The Status of The Everything Bubble Created by The Fed
The comments below are an edited and abridged synopsis of an article by David Stockman
The Wall Street Journal recently reported that the Fed is hurting housing and the consumer too much, likely due to years and years of ultra-low mortgage rates engineered by it that were unnatural, uneconomic and unsustainable.
For most of the last three decades, the Fed drove the after-inflation (real) interest rate on 30-year mortgages steadily lower until it turned negative.
In other words, the unfolding recession is a long overdue and necessary purge of artificial economic activity stimulated and subsidized by the Fed’s own financial repression policies.
The Fed’s attempt to normalize interest rates is not to deliberately cause economic resources to be idled; rather, it’s a belated attempt to unshackle markets from the excesses, bubbles, malinvestments, inefficiencies and unsustainabilities that resulted from decades of reckless money-printing.
One of the many bubbles created by the Fed’s relentless monetary expansion of recent years is the labour bubble, the madcap hiring undertaken by corporate HR departments in the aftermath of the Covid lockdown disruption.
Of course, the re-opening and stimulation boom didn’t last, notwithstanding the Fed’s massive money-pumping and monetization of the public debt issued to finance the $6 trillion of Covid bailouts.

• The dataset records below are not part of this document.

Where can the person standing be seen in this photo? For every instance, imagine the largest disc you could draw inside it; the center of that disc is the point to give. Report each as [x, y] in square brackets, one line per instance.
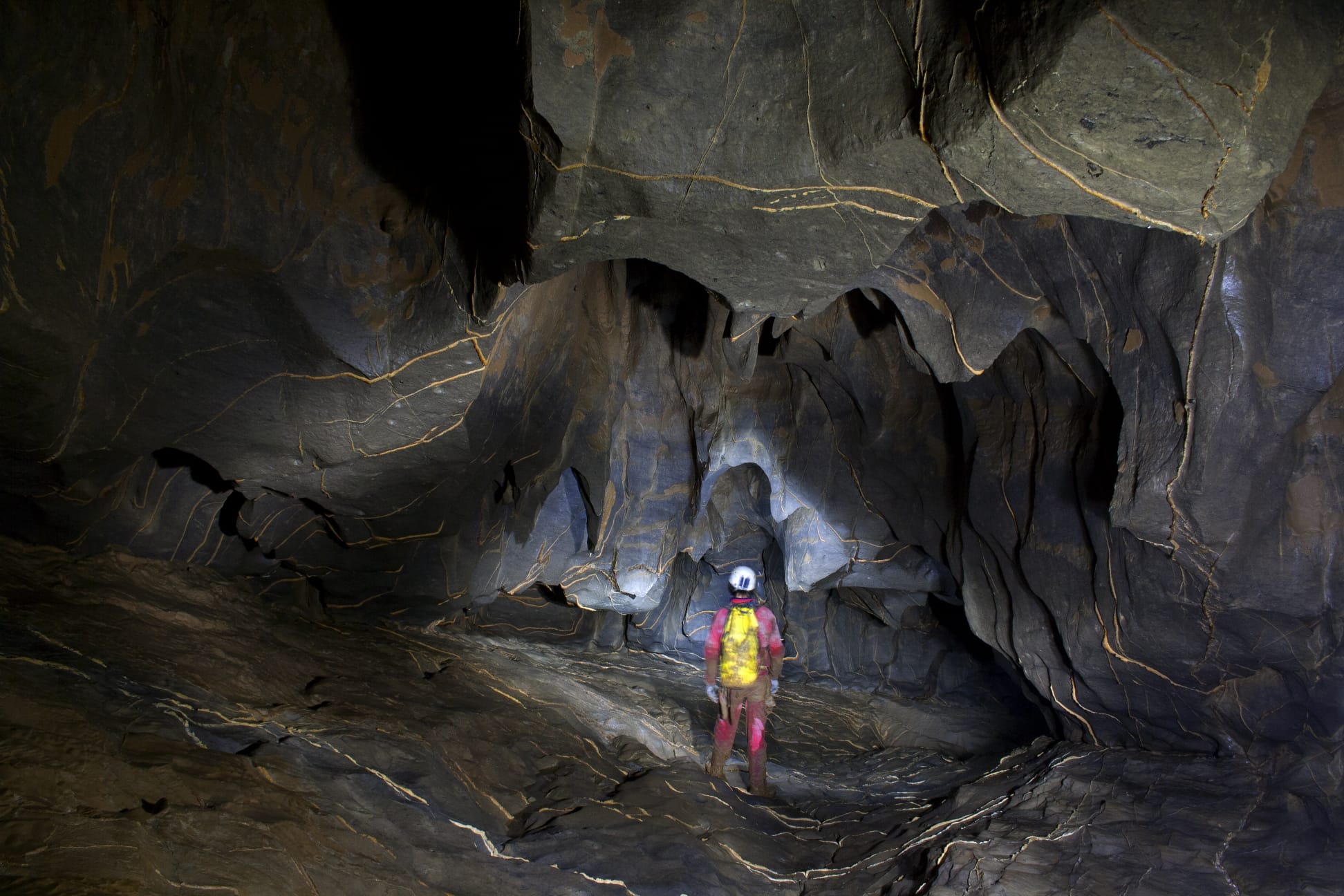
[744, 656]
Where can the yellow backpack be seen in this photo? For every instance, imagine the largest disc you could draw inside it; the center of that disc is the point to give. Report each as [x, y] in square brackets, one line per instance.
[740, 649]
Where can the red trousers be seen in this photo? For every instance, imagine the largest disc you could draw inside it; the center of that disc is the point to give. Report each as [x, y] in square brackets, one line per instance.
[731, 700]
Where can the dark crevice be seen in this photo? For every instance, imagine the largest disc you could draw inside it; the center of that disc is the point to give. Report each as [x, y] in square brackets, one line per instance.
[682, 304]
[505, 489]
[592, 518]
[200, 471]
[479, 178]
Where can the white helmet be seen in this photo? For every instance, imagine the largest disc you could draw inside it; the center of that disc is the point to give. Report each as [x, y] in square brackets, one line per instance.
[743, 579]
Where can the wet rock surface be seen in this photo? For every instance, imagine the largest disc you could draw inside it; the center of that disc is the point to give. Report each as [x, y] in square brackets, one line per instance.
[166, 731]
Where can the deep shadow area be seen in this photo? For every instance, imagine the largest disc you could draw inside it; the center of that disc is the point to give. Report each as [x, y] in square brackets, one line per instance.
[200, 472]
[438, 94]
[682, 304]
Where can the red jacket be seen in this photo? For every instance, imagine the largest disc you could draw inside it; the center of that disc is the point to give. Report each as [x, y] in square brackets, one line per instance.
[767, 632]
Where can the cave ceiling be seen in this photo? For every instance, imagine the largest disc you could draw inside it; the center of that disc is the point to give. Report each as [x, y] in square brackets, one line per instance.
[1005, 340]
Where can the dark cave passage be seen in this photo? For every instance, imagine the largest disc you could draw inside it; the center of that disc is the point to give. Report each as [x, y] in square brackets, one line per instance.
[389, 394]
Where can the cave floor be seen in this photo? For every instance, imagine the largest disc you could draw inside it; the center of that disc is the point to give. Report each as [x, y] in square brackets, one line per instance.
[167, 731]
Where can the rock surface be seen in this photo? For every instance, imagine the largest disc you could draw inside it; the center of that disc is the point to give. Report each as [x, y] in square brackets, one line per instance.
[166, 731]
[1002, 340]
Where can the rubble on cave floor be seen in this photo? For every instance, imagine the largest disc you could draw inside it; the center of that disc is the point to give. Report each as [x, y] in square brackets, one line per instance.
[166, 730]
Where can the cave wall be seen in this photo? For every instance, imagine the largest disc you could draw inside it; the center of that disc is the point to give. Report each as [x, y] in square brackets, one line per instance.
[1105, 422]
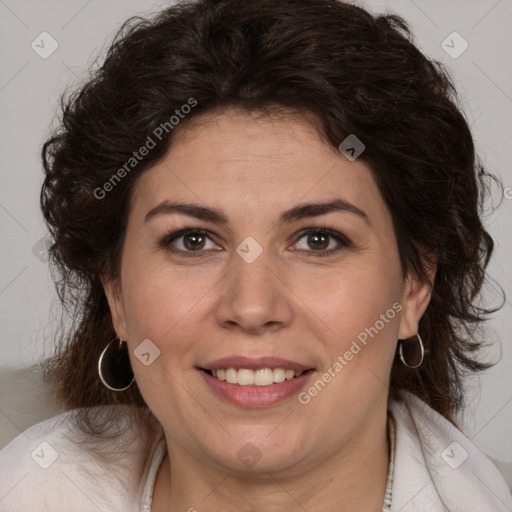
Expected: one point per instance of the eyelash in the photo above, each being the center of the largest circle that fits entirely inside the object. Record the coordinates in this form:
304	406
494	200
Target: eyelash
166	241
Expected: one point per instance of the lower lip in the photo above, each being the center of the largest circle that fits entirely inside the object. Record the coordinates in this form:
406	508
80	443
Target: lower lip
256	396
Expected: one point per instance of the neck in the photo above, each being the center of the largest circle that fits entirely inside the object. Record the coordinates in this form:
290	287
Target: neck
353	478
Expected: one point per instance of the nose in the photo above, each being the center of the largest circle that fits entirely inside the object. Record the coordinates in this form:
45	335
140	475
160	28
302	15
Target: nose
254	297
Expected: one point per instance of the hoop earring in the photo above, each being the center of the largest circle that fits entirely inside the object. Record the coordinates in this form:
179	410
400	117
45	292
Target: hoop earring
114	366
422	353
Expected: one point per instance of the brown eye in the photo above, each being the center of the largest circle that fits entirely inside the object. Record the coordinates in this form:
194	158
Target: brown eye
321	242
318	241
189	242
194	241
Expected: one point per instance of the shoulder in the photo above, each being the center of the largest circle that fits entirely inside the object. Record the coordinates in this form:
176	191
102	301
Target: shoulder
436	462
53	466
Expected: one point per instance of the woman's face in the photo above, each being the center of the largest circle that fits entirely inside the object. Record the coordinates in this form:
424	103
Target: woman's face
268	282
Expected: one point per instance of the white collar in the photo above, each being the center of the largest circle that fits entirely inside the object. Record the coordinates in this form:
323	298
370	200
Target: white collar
437	468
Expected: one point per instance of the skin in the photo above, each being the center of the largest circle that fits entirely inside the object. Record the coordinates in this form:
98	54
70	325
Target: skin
332	453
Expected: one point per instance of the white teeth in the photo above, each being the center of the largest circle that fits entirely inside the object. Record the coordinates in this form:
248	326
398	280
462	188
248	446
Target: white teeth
260	377
263	377
245	377
232	376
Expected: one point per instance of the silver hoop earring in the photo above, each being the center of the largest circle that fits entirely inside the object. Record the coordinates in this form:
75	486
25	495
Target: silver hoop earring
415	354
114	366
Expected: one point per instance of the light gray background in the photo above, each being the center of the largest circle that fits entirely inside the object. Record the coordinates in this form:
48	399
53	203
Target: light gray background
29	91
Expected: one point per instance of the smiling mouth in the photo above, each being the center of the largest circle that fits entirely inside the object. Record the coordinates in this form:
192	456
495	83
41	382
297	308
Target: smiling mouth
260	377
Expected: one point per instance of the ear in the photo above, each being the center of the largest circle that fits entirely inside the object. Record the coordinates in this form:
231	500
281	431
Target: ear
416	297
113	292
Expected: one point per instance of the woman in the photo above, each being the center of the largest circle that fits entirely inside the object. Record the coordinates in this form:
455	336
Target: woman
267	218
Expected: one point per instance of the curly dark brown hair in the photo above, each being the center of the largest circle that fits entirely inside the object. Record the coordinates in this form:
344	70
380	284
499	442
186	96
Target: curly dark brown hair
351	71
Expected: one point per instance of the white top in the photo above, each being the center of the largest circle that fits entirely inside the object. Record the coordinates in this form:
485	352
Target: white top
433	468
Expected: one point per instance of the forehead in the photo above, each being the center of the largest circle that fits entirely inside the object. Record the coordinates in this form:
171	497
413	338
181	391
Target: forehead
255	164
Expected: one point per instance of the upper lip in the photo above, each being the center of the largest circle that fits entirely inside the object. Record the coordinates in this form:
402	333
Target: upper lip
252	363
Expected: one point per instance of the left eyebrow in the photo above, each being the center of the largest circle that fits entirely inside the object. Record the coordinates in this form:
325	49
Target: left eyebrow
216	216
306	210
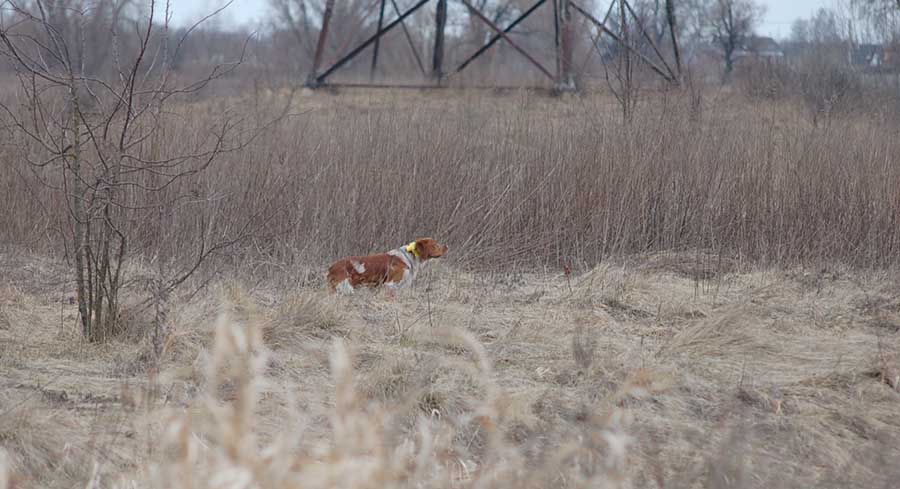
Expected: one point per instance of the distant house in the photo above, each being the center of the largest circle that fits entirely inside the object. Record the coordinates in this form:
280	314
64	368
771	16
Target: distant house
761	49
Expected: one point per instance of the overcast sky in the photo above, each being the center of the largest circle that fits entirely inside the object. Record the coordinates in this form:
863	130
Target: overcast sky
777	22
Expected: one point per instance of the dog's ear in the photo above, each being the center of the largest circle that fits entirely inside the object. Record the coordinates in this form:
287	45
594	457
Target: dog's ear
422	248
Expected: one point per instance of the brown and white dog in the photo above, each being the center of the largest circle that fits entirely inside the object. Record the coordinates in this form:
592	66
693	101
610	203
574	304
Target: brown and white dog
395	269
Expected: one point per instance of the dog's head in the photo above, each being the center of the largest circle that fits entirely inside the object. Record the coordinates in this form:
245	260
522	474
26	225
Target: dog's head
427	248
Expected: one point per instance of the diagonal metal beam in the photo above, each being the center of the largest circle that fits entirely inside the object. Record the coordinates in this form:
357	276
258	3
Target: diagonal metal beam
352	54
507	39
412	45
320	45
649	39
613	35
496	37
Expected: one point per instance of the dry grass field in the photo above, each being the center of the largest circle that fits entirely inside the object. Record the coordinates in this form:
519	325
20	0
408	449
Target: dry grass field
732	319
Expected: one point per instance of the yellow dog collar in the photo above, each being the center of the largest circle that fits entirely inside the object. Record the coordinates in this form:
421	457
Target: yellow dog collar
411	248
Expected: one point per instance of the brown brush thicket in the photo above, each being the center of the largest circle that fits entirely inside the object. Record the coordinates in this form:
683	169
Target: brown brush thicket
523	179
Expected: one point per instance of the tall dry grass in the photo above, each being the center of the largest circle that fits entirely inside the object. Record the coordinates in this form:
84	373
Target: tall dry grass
518	179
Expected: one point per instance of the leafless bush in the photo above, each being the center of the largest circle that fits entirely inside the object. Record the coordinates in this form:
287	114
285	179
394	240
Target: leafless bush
765	80
92	126
505	184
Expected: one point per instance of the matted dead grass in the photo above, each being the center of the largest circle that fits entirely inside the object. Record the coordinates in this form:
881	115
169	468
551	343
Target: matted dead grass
647	372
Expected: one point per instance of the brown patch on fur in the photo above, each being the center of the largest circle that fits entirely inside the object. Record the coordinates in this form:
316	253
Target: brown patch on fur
380	268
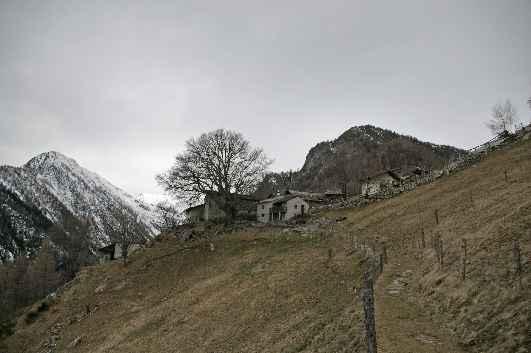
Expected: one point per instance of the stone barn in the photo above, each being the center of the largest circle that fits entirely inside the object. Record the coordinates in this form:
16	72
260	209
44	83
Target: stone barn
212	208
379	182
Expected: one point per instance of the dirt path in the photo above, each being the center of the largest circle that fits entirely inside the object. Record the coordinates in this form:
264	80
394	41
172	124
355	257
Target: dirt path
401	325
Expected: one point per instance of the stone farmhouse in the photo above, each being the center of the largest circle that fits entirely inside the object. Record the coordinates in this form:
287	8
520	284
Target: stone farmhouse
212	208
393	180
290	204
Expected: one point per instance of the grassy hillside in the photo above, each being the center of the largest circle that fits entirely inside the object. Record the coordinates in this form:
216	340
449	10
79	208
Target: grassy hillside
274	290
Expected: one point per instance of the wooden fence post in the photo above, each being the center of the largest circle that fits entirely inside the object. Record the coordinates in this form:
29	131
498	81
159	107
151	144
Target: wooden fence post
463	274
441	252
368	308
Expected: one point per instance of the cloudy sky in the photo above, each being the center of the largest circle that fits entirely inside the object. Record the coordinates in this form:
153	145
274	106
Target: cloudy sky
120	85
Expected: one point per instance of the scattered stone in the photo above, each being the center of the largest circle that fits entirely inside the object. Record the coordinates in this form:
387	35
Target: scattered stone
427	339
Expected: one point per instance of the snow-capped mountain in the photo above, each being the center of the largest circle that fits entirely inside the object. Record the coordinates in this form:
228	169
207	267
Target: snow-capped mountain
56	186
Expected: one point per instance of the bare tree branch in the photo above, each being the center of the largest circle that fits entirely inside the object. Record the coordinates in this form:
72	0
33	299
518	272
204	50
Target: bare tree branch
220	161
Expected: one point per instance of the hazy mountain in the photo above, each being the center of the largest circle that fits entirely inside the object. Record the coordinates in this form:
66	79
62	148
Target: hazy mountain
49	188
359	152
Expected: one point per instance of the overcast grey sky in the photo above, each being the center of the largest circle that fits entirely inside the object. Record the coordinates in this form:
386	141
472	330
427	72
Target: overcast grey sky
120	85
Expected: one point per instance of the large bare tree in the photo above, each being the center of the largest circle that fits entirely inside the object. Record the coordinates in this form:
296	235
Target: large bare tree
220	161
503	118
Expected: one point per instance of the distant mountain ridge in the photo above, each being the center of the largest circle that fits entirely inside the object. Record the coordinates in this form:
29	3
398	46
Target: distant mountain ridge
56	186
356	154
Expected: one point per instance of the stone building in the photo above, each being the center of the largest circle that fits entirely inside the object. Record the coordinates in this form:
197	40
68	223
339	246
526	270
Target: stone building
287	205
212	208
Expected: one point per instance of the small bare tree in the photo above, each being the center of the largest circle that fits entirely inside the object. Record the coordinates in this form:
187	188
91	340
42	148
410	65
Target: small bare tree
124	229
503	118
221	161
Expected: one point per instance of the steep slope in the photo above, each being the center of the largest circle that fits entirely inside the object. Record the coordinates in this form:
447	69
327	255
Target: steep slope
363	151
58	187
295	290
22	226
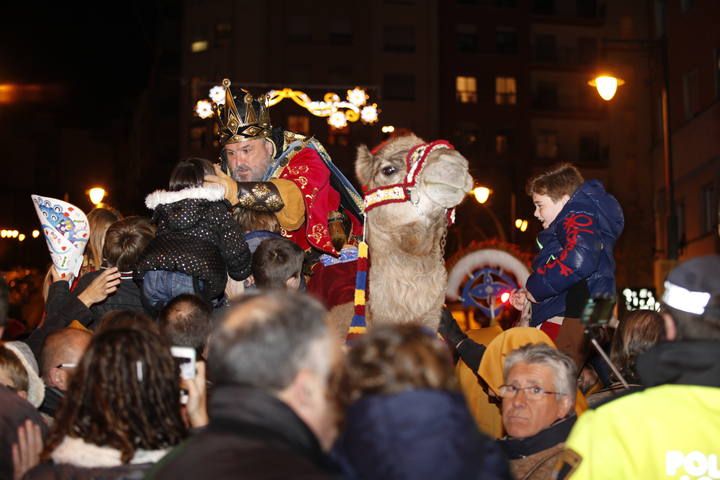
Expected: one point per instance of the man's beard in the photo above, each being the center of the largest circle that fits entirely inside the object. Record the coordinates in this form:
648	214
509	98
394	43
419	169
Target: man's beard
242	173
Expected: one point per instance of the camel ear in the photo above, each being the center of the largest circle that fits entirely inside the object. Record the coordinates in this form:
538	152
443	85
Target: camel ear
363	165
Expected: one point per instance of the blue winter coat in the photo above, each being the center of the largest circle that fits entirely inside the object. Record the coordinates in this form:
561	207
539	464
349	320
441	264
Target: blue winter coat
414	435
577	245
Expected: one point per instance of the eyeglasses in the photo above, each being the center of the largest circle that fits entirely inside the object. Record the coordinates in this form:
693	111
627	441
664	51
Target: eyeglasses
532	392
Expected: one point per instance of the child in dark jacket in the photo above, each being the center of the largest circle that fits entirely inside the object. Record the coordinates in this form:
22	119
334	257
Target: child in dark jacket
198	243
581	224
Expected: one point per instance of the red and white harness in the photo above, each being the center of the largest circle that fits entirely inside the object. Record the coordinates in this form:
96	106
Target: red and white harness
402	192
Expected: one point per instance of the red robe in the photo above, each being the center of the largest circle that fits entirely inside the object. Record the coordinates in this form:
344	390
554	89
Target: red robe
307	170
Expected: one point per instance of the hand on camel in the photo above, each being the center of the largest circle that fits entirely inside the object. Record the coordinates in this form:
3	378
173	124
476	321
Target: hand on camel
518	299
226	181
102	287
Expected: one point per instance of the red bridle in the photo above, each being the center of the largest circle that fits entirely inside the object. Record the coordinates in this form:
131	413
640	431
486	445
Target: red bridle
400	192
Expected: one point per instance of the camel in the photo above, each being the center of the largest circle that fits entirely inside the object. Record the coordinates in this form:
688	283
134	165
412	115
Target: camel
406	223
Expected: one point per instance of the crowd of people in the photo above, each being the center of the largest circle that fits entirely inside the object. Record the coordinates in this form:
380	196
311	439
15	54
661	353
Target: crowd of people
222	270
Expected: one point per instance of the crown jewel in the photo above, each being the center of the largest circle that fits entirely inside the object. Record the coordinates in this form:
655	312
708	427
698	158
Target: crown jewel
251	122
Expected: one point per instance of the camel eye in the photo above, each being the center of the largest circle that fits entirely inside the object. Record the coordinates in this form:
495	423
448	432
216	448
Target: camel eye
389	170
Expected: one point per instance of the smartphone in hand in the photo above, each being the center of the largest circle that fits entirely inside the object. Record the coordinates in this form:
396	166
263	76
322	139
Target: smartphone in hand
185	360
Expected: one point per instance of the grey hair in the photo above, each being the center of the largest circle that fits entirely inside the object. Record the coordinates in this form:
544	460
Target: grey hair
542	354
267	338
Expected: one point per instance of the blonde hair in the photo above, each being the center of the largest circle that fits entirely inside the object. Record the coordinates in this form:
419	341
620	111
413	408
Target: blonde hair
99	220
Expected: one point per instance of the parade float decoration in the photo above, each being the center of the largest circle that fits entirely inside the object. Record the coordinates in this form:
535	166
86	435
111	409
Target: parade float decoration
66	232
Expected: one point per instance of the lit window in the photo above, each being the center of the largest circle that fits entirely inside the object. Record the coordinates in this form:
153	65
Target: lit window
466	38
399	38
466	89
199	46
505	40
299	124
691	95
546	144
717	73
505	91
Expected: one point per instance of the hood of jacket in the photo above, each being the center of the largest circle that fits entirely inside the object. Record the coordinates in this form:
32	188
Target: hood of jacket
185	208
592	196
414	434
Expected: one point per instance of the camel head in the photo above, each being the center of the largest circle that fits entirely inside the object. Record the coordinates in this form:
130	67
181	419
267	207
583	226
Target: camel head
440	182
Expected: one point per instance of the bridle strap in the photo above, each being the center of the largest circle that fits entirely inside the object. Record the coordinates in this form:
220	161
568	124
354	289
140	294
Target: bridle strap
400	192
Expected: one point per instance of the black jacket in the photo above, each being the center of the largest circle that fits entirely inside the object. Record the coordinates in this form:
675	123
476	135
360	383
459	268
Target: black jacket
251	435
197	236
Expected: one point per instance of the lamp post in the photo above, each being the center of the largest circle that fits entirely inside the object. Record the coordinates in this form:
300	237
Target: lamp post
482	194
607	84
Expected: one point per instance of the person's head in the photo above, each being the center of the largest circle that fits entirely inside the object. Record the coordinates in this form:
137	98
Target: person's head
280	342
340	228
126	319
125	394
12	372
395	358
61	353
277	263
691	300
125	241
635	334
190	173
99	220
247	161
185	322
551	190
4	304
540	387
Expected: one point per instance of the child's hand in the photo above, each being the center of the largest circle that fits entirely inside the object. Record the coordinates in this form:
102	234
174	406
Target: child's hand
530	297
230	185
99	289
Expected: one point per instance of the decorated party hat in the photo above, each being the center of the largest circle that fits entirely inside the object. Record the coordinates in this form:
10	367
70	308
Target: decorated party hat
66	231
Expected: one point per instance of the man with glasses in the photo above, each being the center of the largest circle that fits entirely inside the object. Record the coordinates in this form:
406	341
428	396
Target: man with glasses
537	408
60	355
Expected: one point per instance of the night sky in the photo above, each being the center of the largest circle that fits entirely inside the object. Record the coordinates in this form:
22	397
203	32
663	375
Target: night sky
100	56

Since the spring of 2021, a number has been done on the business economy. First, the normal business inventory-to-sales ratio exploded during the initial lockdowns and spending collapse, and then plunged as the stimulation-fueled boom in Amazon orders drained the system of its working inventories.
Since reaching bottom in October 2021, inventories have been rebuilt, but that’s the problem. The GDP gain reflected in the inventory rebuild is a case of one and done. With the cost of carrying inventories rising rapidly, the business sector restocking is likely over.
Needless to say, none of this madness would have happened without the enabling hand of the Fed.